При своем богатстве Сюань может быть благосклонно принят двоюродным братом. При своей армии он может рассчитывать на уважение сунского императора. За столом ему отыщется достойное место среди знати, держащей совет насчет того, как отвоевать захваченные монголами земли предков. Его предков.
При этой мысли Сюань досадливо поморщился. Вообще при сунском дворе его генеалогическую ветвь, мягко говоря, недолюбливают. Император Ли-цзун – правитель отцова поколения – земли царства Цзинь считает чуть ли не своей вотчиной, ну а то, что они все еще не под ним, – досадной исторической оплошностью. Поэтому не исключено, что, отдавая себя во власть сунских правителей, Сюань тем самым сует руку в крысиную нору. Но выбирать не приходится. Эти монгольские скотоводы разгуливают по его землям, как у себя дома, разоряют их, лезут в каждое хранилище, опорожняют каждый закром, перевешивают на весах достаток каждой деревеньки, облагая их данью, которую сами даже не знают куда и как потратить. Позор несусветный, не дающий ни мира, ни успокоения. Сам Сюань уже смирился с унижением того, как его царство кусок за куском пожиралось стаей ненасытной саранчи, еще и спалившей столицу его отца.

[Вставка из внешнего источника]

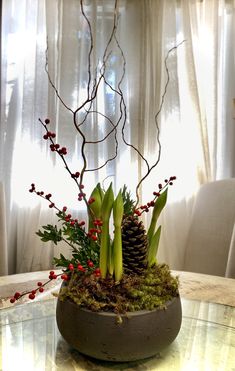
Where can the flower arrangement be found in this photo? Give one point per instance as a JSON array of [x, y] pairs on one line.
[[107, 271]]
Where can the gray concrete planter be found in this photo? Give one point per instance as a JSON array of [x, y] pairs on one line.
[[140, 335]]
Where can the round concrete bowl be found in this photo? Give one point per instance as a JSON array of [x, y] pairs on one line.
[[140, 334]]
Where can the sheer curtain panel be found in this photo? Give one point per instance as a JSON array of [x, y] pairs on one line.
[[196, 120]]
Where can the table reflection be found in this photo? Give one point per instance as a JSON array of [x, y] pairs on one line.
[[29, 340]]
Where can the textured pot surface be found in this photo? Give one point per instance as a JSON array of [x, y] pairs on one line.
[[140, 335]]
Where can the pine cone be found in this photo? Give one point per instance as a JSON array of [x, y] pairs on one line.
[[134, 245]]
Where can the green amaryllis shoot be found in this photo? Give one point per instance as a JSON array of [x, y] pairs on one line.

Безусловно, его сунский родственник угрозу со стороны монголов воспринимает вполне всерьез. Но завоеватели бывали и прежде – все те же племенные вожди, которые приходили с войском, а затем гибли. Царства их всегда распадались, сломленные заносчивостью тех, кто слабее и недостойней, но многочисленней. Император Ли-цзун, скорее всего, предпочтет проигнорировать этих кочевников и подождать еще лет эдак сто или двести…
Сюань вытер со лба пот, моргая от жгучей струйки, которая все же угодила в глаза. Время в этом мире излечивает многие напасти, только вот никак не может совладать с этими проклятыми скотоводами. Они потеряли своего главного завоевателя как раз в зените его могущества, но все никак не уймутся и продолжают в том же духе, как будто потеря одного человека для них ничто. Неизвестно, придаст ли им новый правитель хоть сколько-то цивилизованности, или же они так и останутся хищной стаей волков, у которых всего-навсего сменился вожак.

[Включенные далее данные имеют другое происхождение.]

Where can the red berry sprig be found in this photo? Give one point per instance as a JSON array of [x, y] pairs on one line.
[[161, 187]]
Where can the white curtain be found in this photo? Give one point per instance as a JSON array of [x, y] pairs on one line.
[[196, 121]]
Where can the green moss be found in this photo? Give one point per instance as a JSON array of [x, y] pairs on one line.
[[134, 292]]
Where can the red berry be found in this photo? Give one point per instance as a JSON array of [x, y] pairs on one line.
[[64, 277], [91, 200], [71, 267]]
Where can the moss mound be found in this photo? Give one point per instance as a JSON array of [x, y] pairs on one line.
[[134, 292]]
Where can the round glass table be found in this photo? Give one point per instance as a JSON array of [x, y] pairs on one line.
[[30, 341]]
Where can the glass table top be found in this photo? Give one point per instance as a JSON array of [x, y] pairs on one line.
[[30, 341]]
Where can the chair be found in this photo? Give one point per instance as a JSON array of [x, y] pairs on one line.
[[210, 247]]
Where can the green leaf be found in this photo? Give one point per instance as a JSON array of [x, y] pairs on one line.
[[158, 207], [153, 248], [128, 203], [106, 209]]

Кулаки невольно сжались от злого сладострастия, едва император заслышал сухую трескотню выстрелов. Молодцы стрелки, усердствуют. Пускай их немного, зато оружие у них чудесное, пугающее уже одним своим шумом. Это Сюань наряду с прочим позаимствовал у сунцев: знание сути врага необходимо так же, как умение его уничтожить. Волк не выдержит противостояния с человеком, держащим горящую головню. И этим оружием можно стать самому, было бы только достаточно времени и места для размаха.
От размышлений Сюаня отвлекли крики его офицеров. Они указывали на юг, и он, загородив рукой глаза от уходящего солнца, поглядел в том направлении.

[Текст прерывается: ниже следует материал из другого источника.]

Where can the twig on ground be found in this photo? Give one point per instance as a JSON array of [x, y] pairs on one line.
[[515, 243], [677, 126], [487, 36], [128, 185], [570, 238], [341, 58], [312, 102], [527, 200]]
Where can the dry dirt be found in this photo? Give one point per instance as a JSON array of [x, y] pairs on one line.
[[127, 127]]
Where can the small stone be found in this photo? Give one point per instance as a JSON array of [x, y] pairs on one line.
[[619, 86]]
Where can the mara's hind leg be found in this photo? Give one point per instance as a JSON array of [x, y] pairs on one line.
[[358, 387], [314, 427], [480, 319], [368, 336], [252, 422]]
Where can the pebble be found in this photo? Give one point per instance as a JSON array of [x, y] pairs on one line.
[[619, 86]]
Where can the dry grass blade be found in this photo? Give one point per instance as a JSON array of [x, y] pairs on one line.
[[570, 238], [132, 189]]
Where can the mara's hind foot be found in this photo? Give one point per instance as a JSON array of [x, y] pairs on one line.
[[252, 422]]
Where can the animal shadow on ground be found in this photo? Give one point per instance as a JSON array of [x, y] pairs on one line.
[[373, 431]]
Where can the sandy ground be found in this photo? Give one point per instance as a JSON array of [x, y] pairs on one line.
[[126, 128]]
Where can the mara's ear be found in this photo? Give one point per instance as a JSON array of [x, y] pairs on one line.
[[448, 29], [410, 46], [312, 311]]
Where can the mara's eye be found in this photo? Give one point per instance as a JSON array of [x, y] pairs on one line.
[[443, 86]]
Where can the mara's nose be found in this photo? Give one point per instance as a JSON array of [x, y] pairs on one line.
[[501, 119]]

Со стороны границы надвигалась армия, до которой отсюда было всего гадзаров шесть. Через холмы ходко перекатывались большие прямоугольники воинства. Сунские полки реагировали на угрозу, словно осы. Или же они готовились сбить спесь с монгольского хана, дерзнувшего вплотную приблизиться к их землям. Сосредоточив внимание, Сюань начал замечать, что сила эта отнюдь не маленькая, не гарнизон какого-нибудь наместника. Сам император из-за какой-то там вшивой приграничной стычки даже не стал бы покидать столицу. Скорее всего, это кто-то из его сыновей, а то и наследник. Кто-нибудь другой таким количеством войска командовать и не будет. Словно подвижные заплаты, покрывали землю прямоугольники, в каждом из которых никак не меньше пятисот человек, свежих, обученных и хорошо вооруженных. Сюань пробовал было их сосчитать, но мешали пыль и расстояние. Солдаты вокруг уже радовались, однако император вдумчиво сощурил глаза, заодно оглядывая монгольские тумены, все еще цапающие его армию за пятки.
21
Гутул – сапожок с острым загнутым носком.